So today's our 4th day. Yesterday was great, you went with me and with my friends who gave me a surprise birthday bash and all. Today's different. Maybe it's just really you but it is something I have yet to comprehend. A mighty earthquake just happened right in front of our eyes but you didn't even ask how I was! You were just like "Hey babe, there's an earthquake.". I would've appreciated if you said "Hey babe there's an earthquake. Take care of yourself!" Argh. This is your second strike, remember that. The first one was when I got my first car accident which nearly caused me trauma. I clearly remember that you didn't even bother asking how I was. You simply said "Hah, pag amping gd.." That turned me off big time. But the next day, though you didn't send me a litany of messages, you made it up by fetching me right away without a lot of questions. You show your care for me in unusual ways. But then again, one unusual overwhelming antic should not compensate for non communication.
We all want to be liked, loved, or needed. That is fine. What is not fine is what we are willing to do to make sure we are liked, or loved or needed. When we make the needs and wants of others a priority in our lives, we devalue ourselves. — Iyanla VanzantOne question keeps lingering on my mind lately - Shall this last or shall this pass too?

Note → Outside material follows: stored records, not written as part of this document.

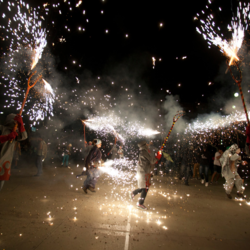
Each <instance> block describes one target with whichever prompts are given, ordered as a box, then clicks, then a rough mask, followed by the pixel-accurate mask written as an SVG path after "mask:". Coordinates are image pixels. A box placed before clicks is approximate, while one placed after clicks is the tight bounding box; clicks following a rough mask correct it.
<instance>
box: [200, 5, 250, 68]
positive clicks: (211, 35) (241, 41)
mask: <svg viewBox="0 0 250 250" xmlns="http://www.w3.org/2000/svg"><path fill="white" fill-rule="evenodd" d="M209 4H211V2H210V1H209ZM249 7H250V3H248V4H246V3H244V4H243V5H242V3H241V2H240V3H239V7H238V8H237V17H235V18H234V17H233V18H232V21H231V25H228V26H227V29H228V31H229V32H231V31H233V33H232V39H231V40H230V41H227V40H225V39H223V38H222V37H223V36H224V35H223V34H222V33H221V29H220V28H219V27H217V28H216V24H215V22H214V20H213V19H214V16H213V15H212V14H209V15H207V16H206V17H205V19H204V20H205V21H204V20H203V19H200V28H201V29H200V28H198V27H197V28H196V30H197V32H199V33H200V34H202V35H203V37H204V39H205V40H207V43H208V45H209V48H210V46H211V44H214V45H216V46H218V47H220V48H221V51H222V52H224V53H225V54H226V56H227V57H229V58H230V61H229V66H230V65H231V64H233V62H234V61H239V57H238V56H237V53H238V51H239V49H240V48H241V46H242V43H243V40H244V33H245V31H246V30H247V27H248V24H247V20H248V17H249ZM202 14H205V12H204V11H203V12H202ZM197 16H200V14H197ZM195 19H198V17H195ZM219 33H220V34H219Z"/></svg>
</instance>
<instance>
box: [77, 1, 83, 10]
mask: <svg viewBox="0 0 250 250" xmlns="http://www.w3.org/2000/svg"><path fill="white" fill-rule="evenodd" d="M81 4H82V0H80V1H79V2H78V3H77V4H76V8H78V7H79V6H80V5H81Z"/></svg>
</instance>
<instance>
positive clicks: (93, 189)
mask: <svg viewBox="0 0 250 250" xmlns="http://www.w3.org/2000/svg"><path fill="white" fill-rule="evenodd" d="M88 190H89V191H90V192H93V193H95V192H96V191H95V189H94V188H92V187H88Z"/></svg>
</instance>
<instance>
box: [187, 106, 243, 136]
mask: <svg viewBox="0 0 250 250" xmlns="http://www.w3.org/2000/svg"><path fill="white" fill-rule="evenodd" d="M243 121H246V116H245V114H244V113H241V112H237V111H236V112H235V113H234V114H231V115H227V116H224V117H220V116H215V117H213V118H210V119H207V120H205V121H199V120H197V121H195V122H193V123H192V124H189V125H188V126H187V128H186V129H185V132H186V133H191V134H193V133H198V134H199V133H204V132H205V133H209V132H211V131H212V130H216V129H223V128H226V127H229V126H231V125H233V124H234V123H235V122H243Z"/></svg>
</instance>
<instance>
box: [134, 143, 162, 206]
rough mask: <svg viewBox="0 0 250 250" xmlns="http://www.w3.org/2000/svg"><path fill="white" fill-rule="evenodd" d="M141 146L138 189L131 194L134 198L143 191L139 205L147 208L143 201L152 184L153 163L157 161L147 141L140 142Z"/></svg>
mask: <svg viewBox="0 0 250 250" xmlns="http://www.w3.org/2000/svg"><path fill="white" fill-rule="evenodd" d="M138 147H139V160H138V164H137V178H138V189H136V190H134V191H133V192H132V193H131V194H130V195H131V198H132V199H133V198H134V196H135V195H137V194H138V193H141V197H140V199H139V205H137V207H138V208H140V209H145V210H146V209H147V208H146V207H145V206H144V205H143V203H144V201H145V199H146V196H147V192H148V189H149V187H150V185H151V174H150V171H151V167H152V165H153V164H155V163H156V162H157V159H156V158H155V156H154V155H153V154H152V153H151V152H150V151H149V149H148V146H147V144H146V141H142V142H140V143H138Z"/></svg>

Logic may makes things a bit more complicated, but it lessens the probability of failure in any form. What logic does the heart recognizes? They say it all has something to do with the language of LOVE. All I know is that I could happily get lost away from the rest of the world when I am with him. :x
What I hate about this subject is that it involves too much emotion and such investment requires a big leap of faith. One must prepare himself for both the best and the worst. But what are the necessary preparations? Maybe again there's none. What evidence does faith have? Happiness maybe, unquantifiable. And so is investing your time to develop a relationship. It requires a lot, but willful effort.